King condemns the notion of a Negro church and a White church. The church should be fully integrated. (Apparently, King prefers a mongrel church and wants to destroy an important part of the Negro culture: the Negro church. Contrary to what King believes, Whites did not initiate racially separate churches; Negroes did — at least in the South. In the South, Negroes used to attend the same churches that Whites attended. However, they wanted their independence, so they established their own churches.)

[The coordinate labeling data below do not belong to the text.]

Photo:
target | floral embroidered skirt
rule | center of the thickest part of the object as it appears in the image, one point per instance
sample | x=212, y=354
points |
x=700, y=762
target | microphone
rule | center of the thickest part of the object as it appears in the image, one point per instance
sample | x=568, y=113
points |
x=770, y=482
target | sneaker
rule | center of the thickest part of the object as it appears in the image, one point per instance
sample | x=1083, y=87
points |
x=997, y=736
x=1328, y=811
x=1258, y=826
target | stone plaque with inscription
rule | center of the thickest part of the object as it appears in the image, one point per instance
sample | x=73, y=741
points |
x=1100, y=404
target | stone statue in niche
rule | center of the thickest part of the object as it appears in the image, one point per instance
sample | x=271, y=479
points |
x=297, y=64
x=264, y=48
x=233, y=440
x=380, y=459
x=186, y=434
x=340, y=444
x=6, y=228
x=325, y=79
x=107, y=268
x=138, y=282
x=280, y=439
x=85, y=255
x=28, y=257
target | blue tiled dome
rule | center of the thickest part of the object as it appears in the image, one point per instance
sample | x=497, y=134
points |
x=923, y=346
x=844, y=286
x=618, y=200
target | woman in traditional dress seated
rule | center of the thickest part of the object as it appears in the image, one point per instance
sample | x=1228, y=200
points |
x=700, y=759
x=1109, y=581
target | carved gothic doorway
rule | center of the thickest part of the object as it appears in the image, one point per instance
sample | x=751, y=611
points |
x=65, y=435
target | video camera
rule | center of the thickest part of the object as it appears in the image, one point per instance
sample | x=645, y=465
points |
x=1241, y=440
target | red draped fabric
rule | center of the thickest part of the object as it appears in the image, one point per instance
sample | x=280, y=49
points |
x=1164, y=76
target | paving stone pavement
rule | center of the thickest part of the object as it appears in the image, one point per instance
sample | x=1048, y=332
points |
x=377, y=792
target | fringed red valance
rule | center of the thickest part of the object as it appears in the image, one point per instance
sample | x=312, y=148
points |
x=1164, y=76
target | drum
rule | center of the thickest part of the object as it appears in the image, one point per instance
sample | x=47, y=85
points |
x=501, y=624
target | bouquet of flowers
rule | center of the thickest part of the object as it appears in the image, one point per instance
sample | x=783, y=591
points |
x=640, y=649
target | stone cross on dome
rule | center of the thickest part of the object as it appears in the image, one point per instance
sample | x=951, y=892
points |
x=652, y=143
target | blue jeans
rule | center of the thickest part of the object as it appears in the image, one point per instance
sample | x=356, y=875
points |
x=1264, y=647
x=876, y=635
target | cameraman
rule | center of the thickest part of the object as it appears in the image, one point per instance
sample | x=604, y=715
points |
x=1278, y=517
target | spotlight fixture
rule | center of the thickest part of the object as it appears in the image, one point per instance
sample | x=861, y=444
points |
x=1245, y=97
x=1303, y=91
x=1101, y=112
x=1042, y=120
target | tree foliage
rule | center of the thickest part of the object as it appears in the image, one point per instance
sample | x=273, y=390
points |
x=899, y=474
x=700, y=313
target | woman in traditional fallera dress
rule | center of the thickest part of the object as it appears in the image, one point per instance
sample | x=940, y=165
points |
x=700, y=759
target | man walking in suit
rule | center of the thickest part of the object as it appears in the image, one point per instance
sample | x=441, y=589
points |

Continuing, King describes two types of Negro churches. “One burns with emotionalism, and the other freezes with classism.” (P. 60.) The emotional church reduces “worship to entertainment, places more emphasis on volume than on content and confuses spirituality with muscularity.” (P. 60.) The class church “has developed a class system and boasts of its dignity, its membership of professional people, and its exclusiveness.” (P. 60.) Its “worship service is cold and meaningless, the music dull and uninspiring, and the sermon little more than a homily on current events.” (P. 60.) (King’s objection to both types of churches seems to be that they did not fervently preach King’s economic and social justice.)

King writes, “The church today is challenged to proclaim God’s Son, Jesus Christ, to be the hope of men in all of their complex personal and social problems. Many will continue to come in quest of answers to life’s problems.” (P. 61). (Many churches are failing this challenge because they preach the gospel of King and his disciples.)

In closing, King comments on the bus boycott in Montgomery, Alabama.

Like many people, King is good at identifying problems but poor at providing solutions. Although King does not offer specific solutions for most of the problems that he discusses, he implies that implementing what he advocates will solve them. However, his solutions only exacerbate the problems rather than alleviate them. One of his problems is believing that the Bible teaches integration and amalgamation. On the contrary, it teaches segregation and separation.